Given the fact you are effectively stewing in everything you’ve just washed off your body (ewww) and if you shave your legs…(ewwww) and wash your hair (clean water anyone?) then I find the whole thing quite unsavoury.  I don’t find it massively comfortable either (see sitting in bed position above) and either your knees or upper body gets cold unless you have a sunken Roman bath of some sort that allows you to swim in it.  Glass of wine?  Where the bloody hell does that go? and as you move positions and your soapy arm gives way on the edge of the bath you end up with wine in your “stew”. Nice!  You can’t read in there because you have to keep one hand dry and learn how to turn pages with one hand, although if you had an iPad or kindle that would help, right up until the point you lose your grip on it and wave £100-£300 goodbye as it sinks beneath the soapy scum of your body soup water.

Sorry — give me a shower any day.

I’m supposed to like Massages

I find them very unrelaxing.  Except the ones where you sit in a chair and they spend 10 minutes on your shoulders and necks and head. Those are ok.  But the ones where you have to strip off and lie down and the pummel you as if you are meat that needs tenderising, you can keep them.  I once had a free full body Clarins massage before my wedding and I have never spent an hour being so tense.  The scrub made my skin hurt and tingle and even after that, all the oil or cream that was rubbed into my skin just aggravated it.  I was self-conscious of bits of my body as well, it was just ghastly.

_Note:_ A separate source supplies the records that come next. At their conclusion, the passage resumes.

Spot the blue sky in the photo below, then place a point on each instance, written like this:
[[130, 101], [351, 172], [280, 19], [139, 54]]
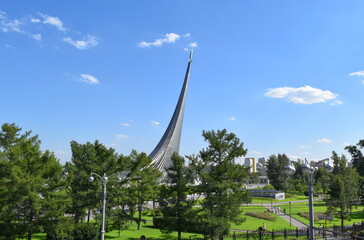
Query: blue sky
[[284, 76]]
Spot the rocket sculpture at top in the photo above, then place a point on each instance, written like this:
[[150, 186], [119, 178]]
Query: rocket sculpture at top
[[169, 143]]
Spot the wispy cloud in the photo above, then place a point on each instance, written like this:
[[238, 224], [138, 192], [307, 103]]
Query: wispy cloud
[[121, 136], [169, 38], [37, 37], [305, 153], [154, 123], [8, 25], [86, 43], [358, 73], [193, 45], [302, 95], [256, 153], [324, 140], [35, 20], [54, 21], [291, 156], [9, 46], [87, 78]]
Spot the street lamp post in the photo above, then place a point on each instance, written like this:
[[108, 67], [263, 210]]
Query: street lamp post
[[290, 169], [290, 214], [104, 180]]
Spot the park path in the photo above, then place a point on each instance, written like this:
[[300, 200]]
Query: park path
[[272, 208]]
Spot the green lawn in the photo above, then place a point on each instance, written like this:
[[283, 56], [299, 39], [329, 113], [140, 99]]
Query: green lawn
[[253, 223], [289, 197], [320, 207]]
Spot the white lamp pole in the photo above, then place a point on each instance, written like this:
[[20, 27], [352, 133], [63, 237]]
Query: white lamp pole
[[290, 169], [104, 180]]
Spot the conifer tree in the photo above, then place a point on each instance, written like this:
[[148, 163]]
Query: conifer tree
[[175, 202], [221, 182]]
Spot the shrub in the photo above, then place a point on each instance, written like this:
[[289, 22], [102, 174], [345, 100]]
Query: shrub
[[268, 187], [307, 215], [261, 215], [85, 231]]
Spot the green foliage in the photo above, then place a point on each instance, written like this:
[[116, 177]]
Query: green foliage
[[276, 171], [88, 158], [143, 183], [176, 208], [221, 182], [357, 156], [35, 177], [60, 230], [268, 187], [84, 231], [261, 215]]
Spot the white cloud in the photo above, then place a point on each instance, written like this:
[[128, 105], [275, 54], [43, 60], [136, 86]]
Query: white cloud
[[9, 46], [154, 123], [7, 25], [193, 44], [60, 152], [35, 20], [256, 153], [169, 38], [301, 95], [88, 42], [290, 156], [37, 37], [358, 73], [324, 140], [55, 21], [336, 102], [121, 136], [87, 78]]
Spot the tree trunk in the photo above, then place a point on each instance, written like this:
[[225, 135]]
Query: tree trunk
[[139, 210], [30, 220], [88, 216]]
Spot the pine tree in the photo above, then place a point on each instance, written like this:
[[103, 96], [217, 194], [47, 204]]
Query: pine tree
[[175, 204], [30, 180], [221, 182]]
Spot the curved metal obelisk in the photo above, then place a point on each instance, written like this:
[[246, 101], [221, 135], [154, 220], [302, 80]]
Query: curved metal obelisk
[[169, 143]]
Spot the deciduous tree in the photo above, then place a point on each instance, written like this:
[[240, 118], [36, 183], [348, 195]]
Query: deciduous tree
[[174, 202], [30, 180], [221, 182]]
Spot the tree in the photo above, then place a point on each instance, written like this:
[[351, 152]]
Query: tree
[[30, 180], [174, 202], [276, 171], [357, 156], [143, 182], [221, 182], [344, 190], [88, 158]]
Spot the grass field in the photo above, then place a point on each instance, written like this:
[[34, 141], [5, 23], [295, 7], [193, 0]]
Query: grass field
[[250, 224], [320, 207], [253, 223]]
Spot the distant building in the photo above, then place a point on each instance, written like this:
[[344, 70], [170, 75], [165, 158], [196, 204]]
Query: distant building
[[261, 166], [251, 163]]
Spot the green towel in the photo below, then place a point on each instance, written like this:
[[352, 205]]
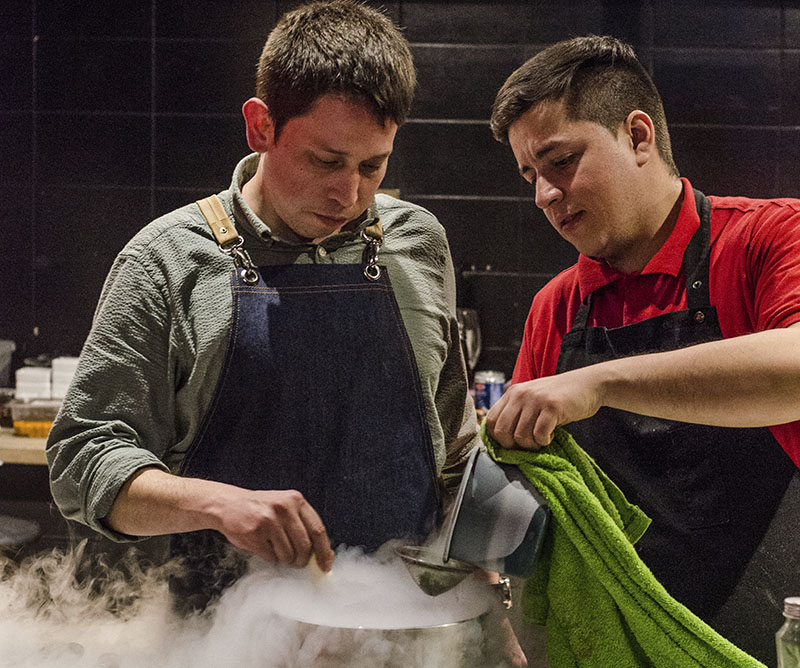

I find facials relaxing.  They relax my whole body as if I have had a massage all over. I’ll stick to those thanks.

I’m supposed to like Picnics

Now this tends to surprise a lot of people. One close friend really grilled me about it one day and I think I worked it out as a result.  Honestly, I really do not see the point of picnics at all and I think if you really deeply asked yourself, you probably don’t either.

hmmm, that looks comfortable. Photo courtesy of tilly and the buttons .com

hmmm, that looks comfortable.
Photo courtesy of tilly and the buttons .com

Sitting on the floor! Really?  That’s uncomfortable right there. Legs at right angles again, needing to lean on something, sore bum or having to sit cross-legged.  It’s so…….uncomfortable.  You put your hand out to get up and stick it in dirt/ants nest/mayonnaise/a bee.  WHY CAN’T WE JUST SIT AT A BLEEDIN’ TABLE!

Then there is the food itself.  You spend over an hour creating lots of little bits of food that are wrapped up into little containers and then packed in a big container with cutlery and condiments all in little containers.  You lug it about with you for over an hour, to unpack it somewhere again, open all the tops of, spend 20 minutes swatting insects away from it. It’s warm, it doesn’t look nearly as nice as it did in your kitchen and hour and a half ago.  You can’t find a flat surface for your cup so you have to eat  with one hand, drink with the other and use your elbow to carry out any other important tasks, like not falling over.

It ruins a perfectly good walk to be honest.  I want to eat before or eat afterwards, sit somewhere comfortable, eat fresh well prepared food and then head off to enjoy a proper walk.  Stupid Picnics, always ruining things.

So, what are you supposed to like that you don’t?

PS: worth noting I typed unhappy picnic/massage/breakfast in bed into google images and couldn’t find a single picture.  Really?  Everyone, universally, loves these things?